How does your body burn 2000 calories a day, but you have to run a mile to burn 100 extra?


Basically the title. I saw this thing about how much you have to exercise to burn off certain foods and was wondering how your body burns so many calories by doing nothing.

In: 160

Your body is always burning calories to run its basic functions – keep your organs doing their job, keep your body warm, etc. If you think about it, running a mile takes like 8-10 minutes and that burns an extra 5% over your entire day’s baseline. If you jogged for an hour, you’d burn 600-700 calories.

Your body is never doing “nothing”

You have a “basal metabolic rate” whish is the required calories to just function.

Body functions, breathing, liver, kidney, brain, heart etc – all require energy.

That’s about as much as I understand it!

2000 (ish) calories is just what you need for doing the normal stuff you do day to day. The amount of energy you burn just existing and walking around and making poop and thinking and whatnot. The body is a very inefficent machine when you think about it.

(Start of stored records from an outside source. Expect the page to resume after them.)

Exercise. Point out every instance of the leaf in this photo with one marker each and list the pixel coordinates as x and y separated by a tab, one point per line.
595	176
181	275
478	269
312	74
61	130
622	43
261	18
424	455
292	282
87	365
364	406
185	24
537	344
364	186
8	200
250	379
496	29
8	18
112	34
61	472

Muscles on the other hand are pretty efficient at using the juice you make… It takes a pile of movement to use it up.

Well, it is not doing nothing. We are warm blooded animals, and the body gives off about 100 W to keep us warm. That comes from different activities needed to keep us alive (breathing, digesting) but also from the the brain: your brain uses a large amount of glucose, about 1/5 of your daily calories.

The surprising part is the muscles are so efficient. But they need to be. If moving for hunting or gathering food needed much more energy we would have gone extinct a long time ago.

Your body burns calories just being alive and doing normal stuff. Kind of like how a car will burn gas while idling and not moving.